A068-0001
A Machine learning assisted Cloud Population Model as a Parameterization of Cumulus Convection
A Machine learning assisted Cloud Population Model as a Parameterization of Cumulus Convection
Wednesday, 9 December 2020
Poster
Abstract:
A machine learning assisted cloud population model is coupled with the Advanced Research Weather Research and Forecasting (WRF) model to represent non-equilibrium fluctuations in cloud base mass flux associated with the life cycles and interactions among cumulus convection cells. In this cloud population model, the size distribution and associated cloud base mass flux of the convective cells are related to their previous state and the change in the convective area via a transition function. The convective area tendency in turn is assumed to depend on the convective mass flux tendency resolved by the course grid (25km) of the host model (WRF).

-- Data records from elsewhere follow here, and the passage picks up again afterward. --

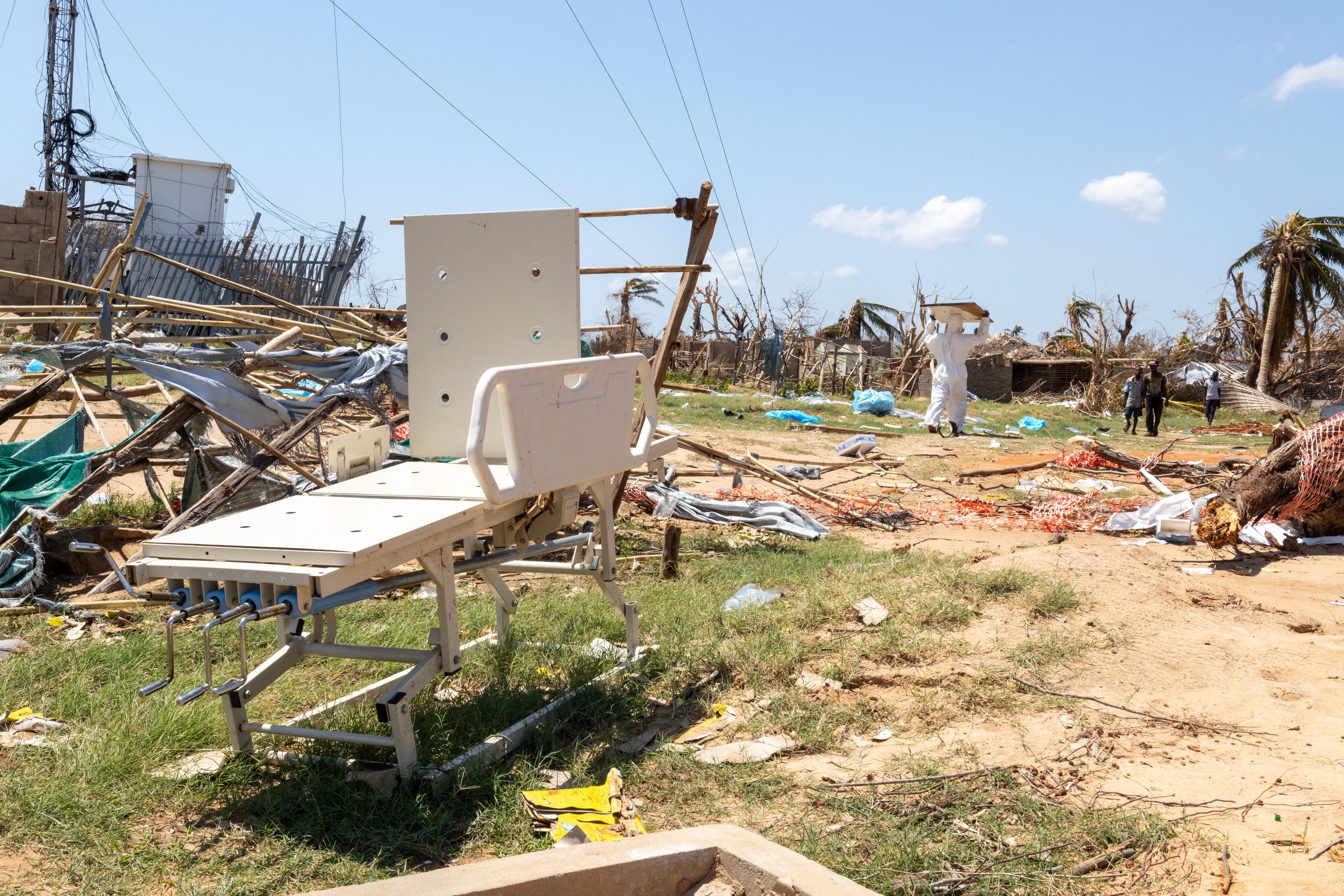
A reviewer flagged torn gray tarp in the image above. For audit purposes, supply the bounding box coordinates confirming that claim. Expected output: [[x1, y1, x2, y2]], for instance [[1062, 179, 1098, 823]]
[[21, 340, 410, 430], [122, 357, 293, 430], [644, 485, 831, 540], [181, 450, 297, 518]]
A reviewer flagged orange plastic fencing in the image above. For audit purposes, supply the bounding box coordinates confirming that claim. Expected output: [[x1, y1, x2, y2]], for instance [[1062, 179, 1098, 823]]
[[1275, 414, 1344, 520]]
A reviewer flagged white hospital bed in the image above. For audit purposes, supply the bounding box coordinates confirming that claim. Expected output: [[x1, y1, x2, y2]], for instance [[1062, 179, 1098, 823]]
[[129, 353, 676, 776]]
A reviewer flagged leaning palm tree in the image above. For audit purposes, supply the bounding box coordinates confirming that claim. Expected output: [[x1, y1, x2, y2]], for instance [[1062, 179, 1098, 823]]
[[840, 298, 903, 340], [1064, 293, 1101, 343], [1227, 212, 1344, 394], [609, 277, 663, 324]]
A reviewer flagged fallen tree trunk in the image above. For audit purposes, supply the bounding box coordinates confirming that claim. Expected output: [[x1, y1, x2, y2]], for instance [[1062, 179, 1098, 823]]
[[957, 458, 1055, 479], [1070, 435, 1250, 484]]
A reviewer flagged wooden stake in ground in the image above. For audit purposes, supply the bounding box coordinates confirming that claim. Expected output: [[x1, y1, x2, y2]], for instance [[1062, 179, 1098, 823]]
[[663, 523, 681, 579], [611, 181, 719, 518]]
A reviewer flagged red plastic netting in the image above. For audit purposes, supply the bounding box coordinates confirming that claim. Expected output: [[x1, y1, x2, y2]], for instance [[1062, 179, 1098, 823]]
[[1055, 449, 1124, 473], [1275, 414, 1344, 520]]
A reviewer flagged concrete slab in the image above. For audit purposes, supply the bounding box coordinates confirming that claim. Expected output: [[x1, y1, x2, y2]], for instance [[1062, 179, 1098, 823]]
[[300, 825, 875, 896]]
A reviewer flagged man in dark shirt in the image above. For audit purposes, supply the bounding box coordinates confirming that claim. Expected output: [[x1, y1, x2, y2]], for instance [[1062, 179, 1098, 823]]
[[1144, 361, 1168, 435]]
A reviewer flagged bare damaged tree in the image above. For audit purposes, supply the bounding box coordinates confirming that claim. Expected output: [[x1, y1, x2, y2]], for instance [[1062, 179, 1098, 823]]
[[1115, 293, 1138, 352]]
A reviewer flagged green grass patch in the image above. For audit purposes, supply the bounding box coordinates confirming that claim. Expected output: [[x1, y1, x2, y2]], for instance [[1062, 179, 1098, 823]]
[[0, 537, 1169, 896]]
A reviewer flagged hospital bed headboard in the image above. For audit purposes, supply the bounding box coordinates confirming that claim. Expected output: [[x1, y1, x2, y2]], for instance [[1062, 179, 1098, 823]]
[[466, 353, 659, 504]]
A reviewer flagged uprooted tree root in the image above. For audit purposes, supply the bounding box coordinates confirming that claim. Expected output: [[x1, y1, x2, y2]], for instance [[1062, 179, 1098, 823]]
[[1195, 498, 1242, 548]]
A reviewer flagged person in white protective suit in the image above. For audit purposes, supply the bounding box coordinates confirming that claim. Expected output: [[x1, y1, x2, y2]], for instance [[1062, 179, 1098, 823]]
[[925, 310, 993, 435]]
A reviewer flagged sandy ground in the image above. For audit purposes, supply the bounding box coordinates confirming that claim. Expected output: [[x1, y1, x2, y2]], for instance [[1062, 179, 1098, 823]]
[[653, 427, 1344, 893], [29, 403, 1344, 895]]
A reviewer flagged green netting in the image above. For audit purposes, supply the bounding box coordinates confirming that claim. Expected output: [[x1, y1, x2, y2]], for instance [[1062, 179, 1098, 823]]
[[0, 411, 98, 528]]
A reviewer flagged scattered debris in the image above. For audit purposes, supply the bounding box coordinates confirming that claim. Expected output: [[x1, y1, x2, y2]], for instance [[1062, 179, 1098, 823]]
[[522, 768, 648, 846], [723, 582, 784, 612], [853, 598, 887, 626], [793, 672, 844, 691], [695, 735, 794, 766], [149, 750, 231, 780], [676, 702, 738, 744], [0, 638, 29, 661]]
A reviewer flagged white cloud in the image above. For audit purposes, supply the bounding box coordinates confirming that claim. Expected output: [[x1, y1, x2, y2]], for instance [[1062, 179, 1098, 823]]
[[1274, 55, 1344, 101], [1079, 170, 1167, 222], [711, 248, 757, 286], [812, 196, 985, 248]]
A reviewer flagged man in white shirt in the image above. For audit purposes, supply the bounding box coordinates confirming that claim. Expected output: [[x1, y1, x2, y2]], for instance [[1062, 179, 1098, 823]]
[[1120, 365, 1144, 435], [1204, 371, 1223, 426], [925, 310, 993, 435]]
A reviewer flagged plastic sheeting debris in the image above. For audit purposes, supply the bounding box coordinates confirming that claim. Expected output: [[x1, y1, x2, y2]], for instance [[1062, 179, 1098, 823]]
[[723, 582, 784, 612], [1102, 492, 1195, 532], [852, 390, 896, 415], [695, 735, 794, 766], [765, 410, 821, 423], [644, 484, 831, 540]]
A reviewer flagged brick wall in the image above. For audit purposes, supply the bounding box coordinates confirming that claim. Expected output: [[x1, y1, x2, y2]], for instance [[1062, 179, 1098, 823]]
[[917, 355, 1012, 402], [0, 189, 66, 305]]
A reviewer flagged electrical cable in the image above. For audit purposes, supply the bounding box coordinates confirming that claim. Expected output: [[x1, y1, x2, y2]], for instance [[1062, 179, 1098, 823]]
[[327, 0, 676, 294], [679, 0, 757, 294], [565, 0, 677, 196], [98, 0, 327, 235], [648, 0, 755, 303], [0, 0, 19, 48], [332, 8, 349, 220]]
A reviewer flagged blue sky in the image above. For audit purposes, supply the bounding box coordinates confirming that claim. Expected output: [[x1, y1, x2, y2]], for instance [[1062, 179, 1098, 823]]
[[0, 0, 1344, 337]]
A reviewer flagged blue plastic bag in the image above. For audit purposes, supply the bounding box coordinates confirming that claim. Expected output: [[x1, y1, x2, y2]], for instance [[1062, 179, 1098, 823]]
[[853, 390, 896, 415], [766, 411, 821, 423]]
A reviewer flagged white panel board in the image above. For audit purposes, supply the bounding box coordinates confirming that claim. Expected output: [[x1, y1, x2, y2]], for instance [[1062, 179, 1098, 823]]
[[312, 459, 508, 501], [142, 493, 484, 566], [405, 208, 579, 458]]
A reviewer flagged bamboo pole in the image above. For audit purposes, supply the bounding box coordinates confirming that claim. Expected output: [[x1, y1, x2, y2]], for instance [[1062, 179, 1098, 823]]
[[579, 265, 712, 274], [129, 246, 394, 345], [70, 373, 112, 449]]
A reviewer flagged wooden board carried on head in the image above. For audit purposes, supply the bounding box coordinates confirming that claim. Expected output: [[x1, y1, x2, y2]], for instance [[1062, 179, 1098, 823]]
[[919, 302, 989, 324]]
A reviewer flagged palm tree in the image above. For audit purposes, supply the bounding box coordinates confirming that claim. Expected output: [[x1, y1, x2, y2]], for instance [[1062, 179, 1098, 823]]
[[840, 298, 902, 340], [1227, 211, 1344, 392], [609, 277, 663, 324], [1064, 293, 1101, 344]]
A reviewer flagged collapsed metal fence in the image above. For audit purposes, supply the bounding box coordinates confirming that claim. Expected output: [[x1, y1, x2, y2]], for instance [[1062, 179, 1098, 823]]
[[58, 211, 367, 336]]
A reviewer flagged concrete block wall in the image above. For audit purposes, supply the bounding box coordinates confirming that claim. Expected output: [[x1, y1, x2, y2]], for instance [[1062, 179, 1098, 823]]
[[0, 189, 66, 305]]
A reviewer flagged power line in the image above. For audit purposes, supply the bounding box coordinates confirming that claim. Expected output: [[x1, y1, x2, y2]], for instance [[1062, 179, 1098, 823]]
[[565, 0, 676, 196], [99, 0, 331, 232], [0, 0, 19, 48], [332, 5, 349, 220], [648, 0, 755, 303], [679, 0, 760, 294], [331, 0, 676, 294]]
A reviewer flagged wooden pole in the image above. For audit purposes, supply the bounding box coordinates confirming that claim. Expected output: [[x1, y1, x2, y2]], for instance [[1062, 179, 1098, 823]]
[[611, 181, 719, 518], [129, 246, 395, 345], [663, 521, 681, 579]]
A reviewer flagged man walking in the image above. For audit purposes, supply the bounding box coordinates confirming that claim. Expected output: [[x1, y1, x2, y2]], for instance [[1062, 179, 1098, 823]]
[[1204, 371, 1223, 426], [1144, 361, 1168, 436], [1120, 367, 1144, 435]]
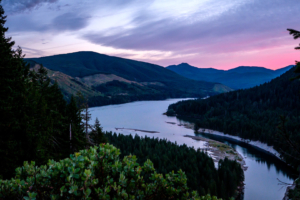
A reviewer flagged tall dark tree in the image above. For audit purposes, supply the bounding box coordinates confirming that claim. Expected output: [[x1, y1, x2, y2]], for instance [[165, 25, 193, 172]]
[[0, 0, 87, 178], [0, 0, 31, 178]]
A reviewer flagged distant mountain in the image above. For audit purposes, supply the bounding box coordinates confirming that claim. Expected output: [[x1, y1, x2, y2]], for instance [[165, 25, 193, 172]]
[[167, 63, 294, 89], [25, 52, 232, 106], [167, 68, 300, 168]]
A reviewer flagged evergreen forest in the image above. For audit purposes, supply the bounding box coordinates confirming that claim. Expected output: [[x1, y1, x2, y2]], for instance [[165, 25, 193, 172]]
[[0, 0, 243, 200], [105, 132, 244, 199], [167, 68, 300, 168]]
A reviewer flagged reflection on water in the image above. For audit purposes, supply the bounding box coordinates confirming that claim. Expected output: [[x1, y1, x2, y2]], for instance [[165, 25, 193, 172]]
[[91, 99, 294, 200]]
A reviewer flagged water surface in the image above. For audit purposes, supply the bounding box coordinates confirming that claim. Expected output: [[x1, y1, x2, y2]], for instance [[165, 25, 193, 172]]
[[90, 99, 293, 200]]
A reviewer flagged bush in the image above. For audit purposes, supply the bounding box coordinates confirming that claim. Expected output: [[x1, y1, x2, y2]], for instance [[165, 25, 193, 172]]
[[0, 144, 217, 200]]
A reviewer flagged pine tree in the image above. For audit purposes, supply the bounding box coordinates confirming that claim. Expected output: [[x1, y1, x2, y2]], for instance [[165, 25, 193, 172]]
[[0, 0, 30, 178]]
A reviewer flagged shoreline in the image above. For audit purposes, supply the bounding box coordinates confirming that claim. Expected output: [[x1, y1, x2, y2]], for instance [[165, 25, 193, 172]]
[[183, 135, 248, 171], [183, 123, 285, 162], [115, 128, 159, 133]]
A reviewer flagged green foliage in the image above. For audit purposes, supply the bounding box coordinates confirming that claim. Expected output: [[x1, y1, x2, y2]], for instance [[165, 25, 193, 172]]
[[0, 1, 85, 178], [105, 132, 244, 199], [0, 144, 217, 200]]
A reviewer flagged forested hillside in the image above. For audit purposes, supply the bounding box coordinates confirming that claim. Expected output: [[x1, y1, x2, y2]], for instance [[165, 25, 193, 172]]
[[167, 63, 293, 90], [168, 68, 300, 166], [25, 52, 231, 106], [105, 132, 244, 199]]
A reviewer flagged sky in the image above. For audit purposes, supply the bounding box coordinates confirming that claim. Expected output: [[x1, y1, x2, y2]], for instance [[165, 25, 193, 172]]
[[1, 0, 300, 70]]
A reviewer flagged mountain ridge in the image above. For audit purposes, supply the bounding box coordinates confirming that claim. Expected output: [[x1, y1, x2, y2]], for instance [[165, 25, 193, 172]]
[[25, 52, 232, 106], [166, 63, 294, 89]]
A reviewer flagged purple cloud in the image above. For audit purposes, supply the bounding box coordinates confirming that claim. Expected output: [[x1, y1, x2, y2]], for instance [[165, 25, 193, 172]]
[[2, 0, 58, 14], [83, 0, 300, 53]]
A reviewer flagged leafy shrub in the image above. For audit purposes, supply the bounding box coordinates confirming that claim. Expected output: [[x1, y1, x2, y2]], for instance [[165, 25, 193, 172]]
[[0, 144, 217, 200]]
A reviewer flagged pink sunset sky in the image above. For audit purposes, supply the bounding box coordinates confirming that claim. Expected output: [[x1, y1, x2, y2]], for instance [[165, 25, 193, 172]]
[[2, 0, 300, 70]]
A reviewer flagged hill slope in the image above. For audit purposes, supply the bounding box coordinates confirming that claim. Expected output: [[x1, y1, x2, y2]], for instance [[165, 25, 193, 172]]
[[167, 63, 293, 89], [168, 69, 300, 166], [25, 52, 232, 106]]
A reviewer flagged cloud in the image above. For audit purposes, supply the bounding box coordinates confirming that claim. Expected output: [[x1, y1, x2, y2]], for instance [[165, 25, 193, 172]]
[[3, 0, 58, 14], [51, 13, 90, 31], [8, 12, 90, 34], [83, 0, 300, 53]]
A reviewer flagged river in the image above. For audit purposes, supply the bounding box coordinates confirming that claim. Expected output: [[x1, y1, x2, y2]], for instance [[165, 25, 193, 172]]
[[90, 99, 293, 200]]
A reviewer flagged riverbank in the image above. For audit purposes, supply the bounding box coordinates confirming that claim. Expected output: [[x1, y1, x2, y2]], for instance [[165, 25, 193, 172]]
[[182, 123, 284, 162], [115, 128, 159, 133], [184, 135, 248, 171]]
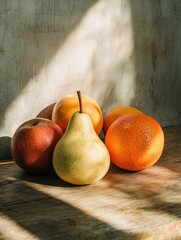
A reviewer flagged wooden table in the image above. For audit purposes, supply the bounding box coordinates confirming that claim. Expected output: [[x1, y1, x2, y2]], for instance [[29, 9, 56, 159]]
[[0, 127, 181, 240]]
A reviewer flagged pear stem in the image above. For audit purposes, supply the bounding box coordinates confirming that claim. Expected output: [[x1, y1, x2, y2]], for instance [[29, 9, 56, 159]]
[[77, 91, 83, 113]]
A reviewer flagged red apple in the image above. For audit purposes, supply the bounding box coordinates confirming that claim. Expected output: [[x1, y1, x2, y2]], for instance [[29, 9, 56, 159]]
[[11, 118, 63, 173]]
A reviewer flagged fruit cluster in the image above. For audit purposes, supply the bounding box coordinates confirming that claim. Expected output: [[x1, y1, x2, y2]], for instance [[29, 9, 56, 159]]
[[11, 91, 164, 185]]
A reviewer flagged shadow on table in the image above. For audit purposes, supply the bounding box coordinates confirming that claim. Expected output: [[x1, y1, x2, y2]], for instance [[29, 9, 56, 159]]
[[0, 180, 134, 240]]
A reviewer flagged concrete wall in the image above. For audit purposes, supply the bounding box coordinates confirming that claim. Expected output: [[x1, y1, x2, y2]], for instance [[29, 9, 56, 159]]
[[0, 0, 181, 158]]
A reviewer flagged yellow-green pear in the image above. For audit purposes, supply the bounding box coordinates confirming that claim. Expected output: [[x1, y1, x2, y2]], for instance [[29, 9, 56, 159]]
[[53, 91, 110, 185]]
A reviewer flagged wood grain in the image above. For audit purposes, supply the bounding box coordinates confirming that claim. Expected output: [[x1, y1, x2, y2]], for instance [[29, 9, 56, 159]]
[[0, 127, 181, 240]]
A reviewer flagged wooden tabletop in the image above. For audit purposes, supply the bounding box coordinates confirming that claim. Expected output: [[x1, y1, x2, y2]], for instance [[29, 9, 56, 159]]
[[0, 127, 181, 240]]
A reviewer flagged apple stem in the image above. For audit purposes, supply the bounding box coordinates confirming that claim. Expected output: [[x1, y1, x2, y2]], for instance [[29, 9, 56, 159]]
[[77, 91, 83, 113]]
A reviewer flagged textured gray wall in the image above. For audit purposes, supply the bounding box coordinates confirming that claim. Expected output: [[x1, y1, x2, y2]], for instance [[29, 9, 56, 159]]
[[0, 0, 181, 158]]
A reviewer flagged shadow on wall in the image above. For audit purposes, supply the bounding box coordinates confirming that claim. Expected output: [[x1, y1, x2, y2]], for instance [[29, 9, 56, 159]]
[[130, 0, 181, 126]]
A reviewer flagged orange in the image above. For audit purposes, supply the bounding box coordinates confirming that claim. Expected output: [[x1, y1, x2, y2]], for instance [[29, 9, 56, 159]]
[[103, 106, 142, 133], [105, 114, 164, 171], [52, 93, 103, 135]]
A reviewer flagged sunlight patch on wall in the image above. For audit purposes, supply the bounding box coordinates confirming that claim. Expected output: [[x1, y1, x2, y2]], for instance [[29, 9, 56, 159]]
[[0, 0, 135, 136]]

The transition function is represented by a single hidden layer neural network trained by the evolution of convective cell size distributions in a 1 km grid-spacing WRF simulation run over the Australian Monsoon region. At every grid point of the host model, the cloud population model continuously predicts the cell size and cloud base mass flux distributions which are then fed to an entraining parcel model that calculates temperature, moisture and hydrometeor tendencies. These tendencies are averaged over the cells and provided to the host model. Several regional simulations are performed over tropical and mid-latitude domains to test this approach. The performance of the model in capturing key features such as the diurnal cycle of convection over land and ocean, meso-scale convective systems and the propagation of the Madden-Julian Oscillation are discussed.